Operating Revenue declined by 9.8% (from $93.6 million to $865.7 million) on the back of a 31.4% decline ($122.5 million) in Media advertisement revenue.
SPH also clocked an increase in cost by 6.8% ($53.7 million higher at $844.4 million) due to:
- increased operational costs of their REIT and PBSA portfolio
- property tax rebates passed on tenants and
- retrenchment costs.
Despite the above, the Directors of SPH have proposed a Final Dividend of 1 cent per share in respect of the financial year ended 31 August 2020, to be paid on 18 December 2020 (subject to shareholders’ approval).

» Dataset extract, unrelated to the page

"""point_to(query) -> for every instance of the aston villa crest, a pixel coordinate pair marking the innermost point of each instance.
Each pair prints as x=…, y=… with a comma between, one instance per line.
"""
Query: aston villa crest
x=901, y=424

SPH’s total dividend payout for FY20 will be 2.5 cents, an increase from FY19. (There was an Interim Dividend of 1.5 cents, earlier this year.)
Singapore Press Holdings (SPH) (SGX:T39) dropped from $1.05 to $1.01 since opening today.

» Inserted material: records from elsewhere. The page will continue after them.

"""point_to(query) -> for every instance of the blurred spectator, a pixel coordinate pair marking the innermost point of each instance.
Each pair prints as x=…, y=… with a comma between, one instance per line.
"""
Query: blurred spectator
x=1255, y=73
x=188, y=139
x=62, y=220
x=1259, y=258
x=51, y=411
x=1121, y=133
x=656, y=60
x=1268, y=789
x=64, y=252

- SPH’s Media business recorded a drop in Revenue by 22.8% ($131.7m)
- Although SPH’s Property business recorded an increase in Revenue by 10.5% ($30.7m) with the acquisition of Westfield Marion and the Student Castle portfolio, these were not able to cover the fair valuation loss on investment properties of $228.6 million.
- The ‘Others’ segment recorded an increase in Revenue by 8.7% ($7.5m), due to sales of PPE in their Aged Care business.